UPDATE : in a continuation to @kisch's great answer, I read about softirq context, and it seems that (for a very reasonable reason) it is impossible to access user-mode from within this context. I assume that this is indeed the reason why it failed.

currently work on a kernel module where I deal with user-space files. I know it is considered a bad practice and all, but I still need.

The module places an hook using netfilter to catch every outgoing packet in the system, and while the hook is called - it calls filp_open .

The voodoo starts here. When I send a ping from the loopback, everything works fine and the file ( /etc/fstab ) in this case is being opened successfully. When I ping the machine from a different IP in my house, filp_open fails with ENOENT .

To figure out where it actually fails, I ran the module on a QEMU emulation, successfully reproducing the weird behavior. Apparently, it fails in the kernel inner function do_last , in the next code (taken from fs/namei.c ):

if (unlikely(d_is_negative(path.dentry))) {
        path_to_nameidata(&path, nd);
        return -ENOENT;
    }

I have absolutely no clue what makes it fail as the file existed the whole time.

Anyone has any idea?

This is the part in the code where it fails:

unsigned int nf_sendfile_hook(void *priv,
                              struct sk_buff *skb,
                              const struct nf_hook_state *state)
{    
    if (NULL == g_get_payload_func) {
        // as long as we don't have a way to get our payloads, we don't 
        // have much to do.
        return NF_ACCEPT;
    }

    struct file *filp;
    filp = filp_open("/etc/fstab", O_RDONLY, 0);
    if (IS_ERR(filp)) {
        printk(KERN_ERR "%p\n", filp);
        return NF_ACCEPT;
    }
    
    ...
}

Thanks in advace.

I'd need some more details to be sure about it. Where exactly do you hook into?

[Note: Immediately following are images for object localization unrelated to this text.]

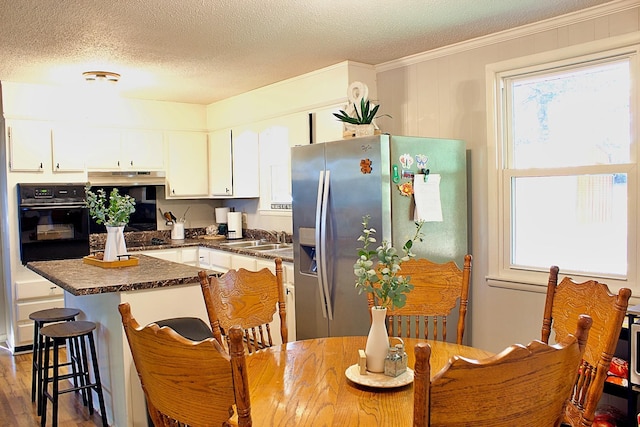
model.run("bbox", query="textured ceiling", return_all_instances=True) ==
[0,0,618,105]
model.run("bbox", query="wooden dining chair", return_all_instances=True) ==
[118,302,251,427]
[414,314,593,427]
[541,266,631,427]
[199,257,287,353]
[368,255,472,344]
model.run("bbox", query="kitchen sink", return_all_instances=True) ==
[248,243,292,251]
[219,240,265,248]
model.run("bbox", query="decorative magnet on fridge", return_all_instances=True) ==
[360,158,372,174]
[415,154,428,169]
[399,154,413,169]
[397,181,413,197]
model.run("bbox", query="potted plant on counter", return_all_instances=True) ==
[85,185,136,262]
[353,215,425,372]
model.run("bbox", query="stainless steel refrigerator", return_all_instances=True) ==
[292,134,467,339]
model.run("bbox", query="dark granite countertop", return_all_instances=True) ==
[26,254,209,296]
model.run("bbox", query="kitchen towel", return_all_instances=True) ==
[215,207,230,224]
[413,173,443,222]
[227,212,243,239]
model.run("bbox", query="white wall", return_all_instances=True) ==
[376,0,640,353]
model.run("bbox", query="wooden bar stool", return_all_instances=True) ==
[29,307,81,416]
[40,320,108,427]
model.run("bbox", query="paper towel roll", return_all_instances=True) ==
[215,207,230,224]
[227,212,243,239]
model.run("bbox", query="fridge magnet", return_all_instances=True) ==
[360,158,372,174]
[397,181,413,196]
[415,154,428,169]
[392,165,400,183]
[399,153,413,169]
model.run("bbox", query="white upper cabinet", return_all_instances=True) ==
[121,130,165,170]
[7,120,51,172]
[51,125,87,172]
[166,131,209,198]
[258,112,309,211]
[208,127,259,198]
[208,128,233,196]
[86,128,164,171]
[231,126,260,198]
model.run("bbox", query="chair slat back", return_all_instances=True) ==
[369,255,471,344]
[414,314,592,427]
[541,266,631,426]
[118,302,251,427]
[200,257,287,353]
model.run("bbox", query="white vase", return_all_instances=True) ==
[104,225,127,262]
[365,306,389,373]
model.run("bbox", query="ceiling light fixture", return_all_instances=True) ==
[82,71,120,83]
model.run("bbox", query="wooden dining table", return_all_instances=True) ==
[243,336,494,426]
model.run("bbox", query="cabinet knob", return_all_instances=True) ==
[56,162,60,169]
[39,162,43,169]
[130,160,134,166]
[117,160,120,167]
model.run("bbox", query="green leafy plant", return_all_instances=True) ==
[333,98,390,125]
[85,185,136,226]
[354,215,426,310]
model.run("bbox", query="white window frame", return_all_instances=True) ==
[485,33,640,294]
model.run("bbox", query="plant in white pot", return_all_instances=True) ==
[333,98,391,137]
[354,215,425,372]
[85,185,136,262]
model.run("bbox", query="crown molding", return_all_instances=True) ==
[375,0,640,73]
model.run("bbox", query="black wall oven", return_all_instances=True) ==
[18,183,90,263]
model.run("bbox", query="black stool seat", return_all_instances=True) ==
[29,308,81,416]
[40,320,108,427]
[41,320,96,339]
[29,308,81,323]
[155,317,214,341]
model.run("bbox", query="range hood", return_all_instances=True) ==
[87,171,166,186]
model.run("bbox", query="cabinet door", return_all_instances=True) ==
[231,254,257,270]
[209,129,233,196]
[52,125,87,172]
[85,128,123,170]
[201,248,231,273]
[122,130,165,170]
[139,248,180,262]
[167,131,209,197]
[7,120,50,171]
[232,128,260,197]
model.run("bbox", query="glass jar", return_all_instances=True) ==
[384,338,407,377]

Very likely, the different behaviour is caused by the different context in which your hook function is called by the kernel.

When you

send a ping from the loopback,

you have a userspace process issueing a sendmsg() syscall. The kernel starts a callchain in a user context attached to that process. The netfilter hook is likely called directly in that callchain, before the packet is put into a queue for further, detached processing.

When you

ping the machine from a different IP in my house,

you have a callchain starting in the Soft-IRQ context of the NET_RX_SOFTIRQ , beginning in net_rx_action() . That callchain classifies the incoming packet as ICMP, passes it to the internal ICMP receive routine, which directly sends the ping reply packet, which then likely calls the netfilter hook.

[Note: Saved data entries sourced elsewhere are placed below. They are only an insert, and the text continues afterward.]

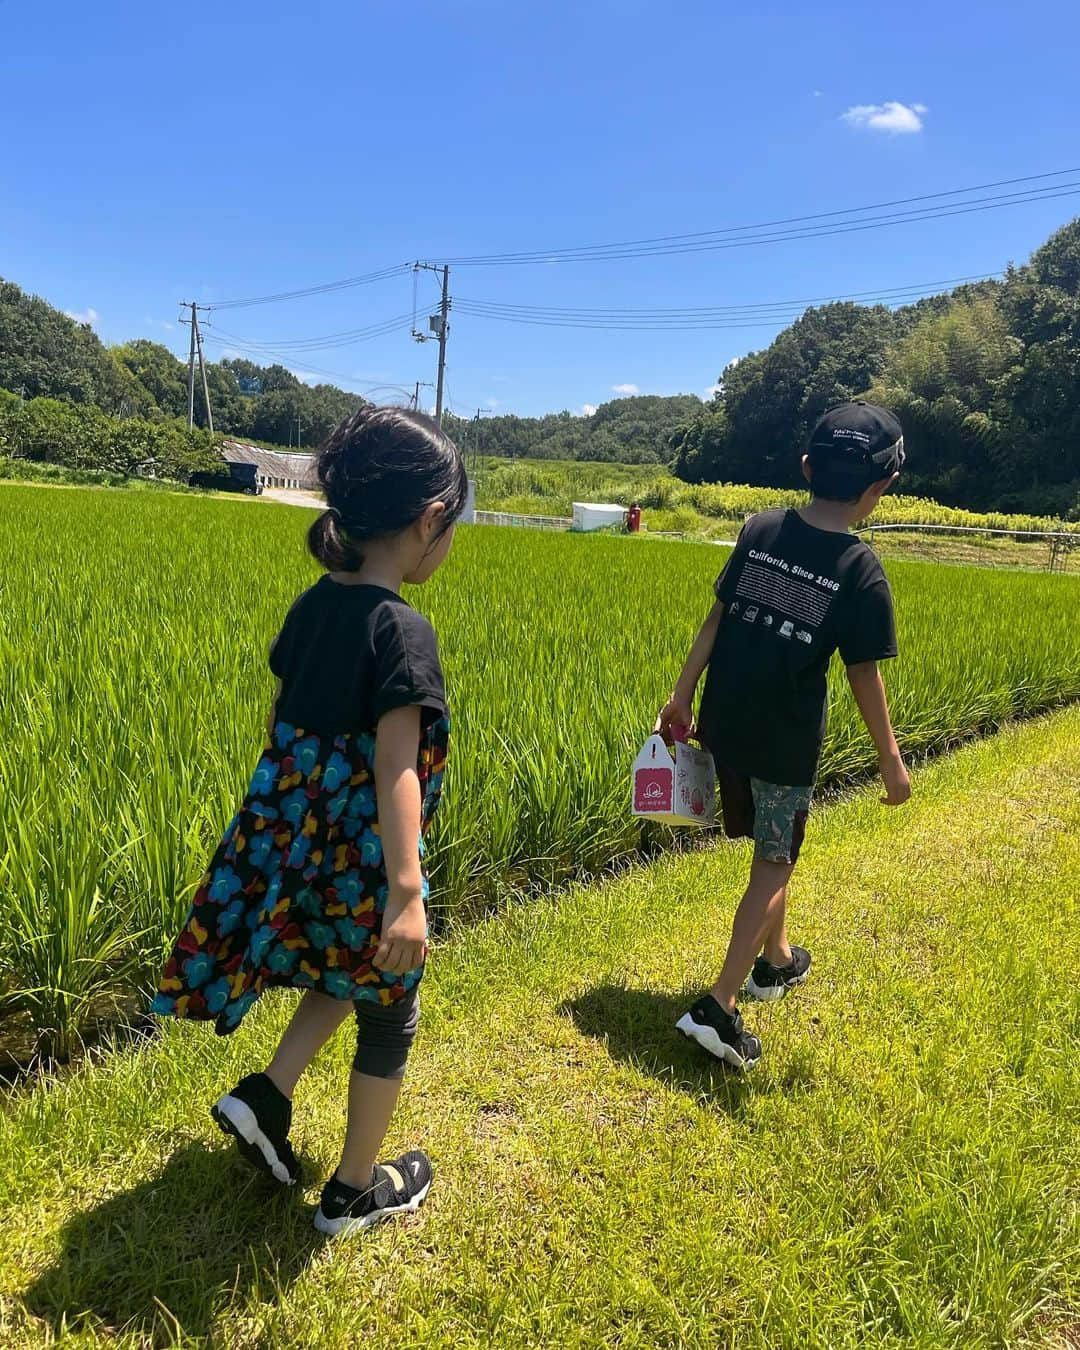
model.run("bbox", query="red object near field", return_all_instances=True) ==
[627,503,642,533]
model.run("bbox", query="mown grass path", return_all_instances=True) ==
[1,709,1078,1348]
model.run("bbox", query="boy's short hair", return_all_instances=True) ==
[806,401,905,502]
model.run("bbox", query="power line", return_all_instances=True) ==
[439,169,1080,265]
[207,263,411,311]
[200,272,997,356]
[454,273,1000,319]
[200,331,415,396]
[453,274,1002,330]
[208,314,416,352]
[194,168,1079,315]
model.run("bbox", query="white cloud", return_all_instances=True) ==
[704,383,723,398]
[611,382,640,395]
[841,101,927,134]
[582,403,598,416]
[288,369,322,386]
[813,89,825,98]
[65,306,99,327]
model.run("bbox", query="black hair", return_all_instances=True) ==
[809,461,899,504]
[307,405,468,572]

The Soft-IRQ context has no relation to any userspace process.

Now depending on your kernel setup, it's entirely possible that the filesystem lookup code is dependent on the information present in a user context, to decide about access restrictions. You might have mount namespaces, so without the process ID of a user context, the /etc filesystem might not even be mounted, which would explain the ENOENT.

It's also quite possible that the filesystem lookup code would need to call some operation which needs to schedule() , ie, block until a time-consuming operation completes (like paging in blocks of the underlying device of the filesystem for lookup). This wouldn't work from the SoftIRQ context.

This is not a complete answer yet, too many "likely", but I'm pretty sure it's the right direction where to find it.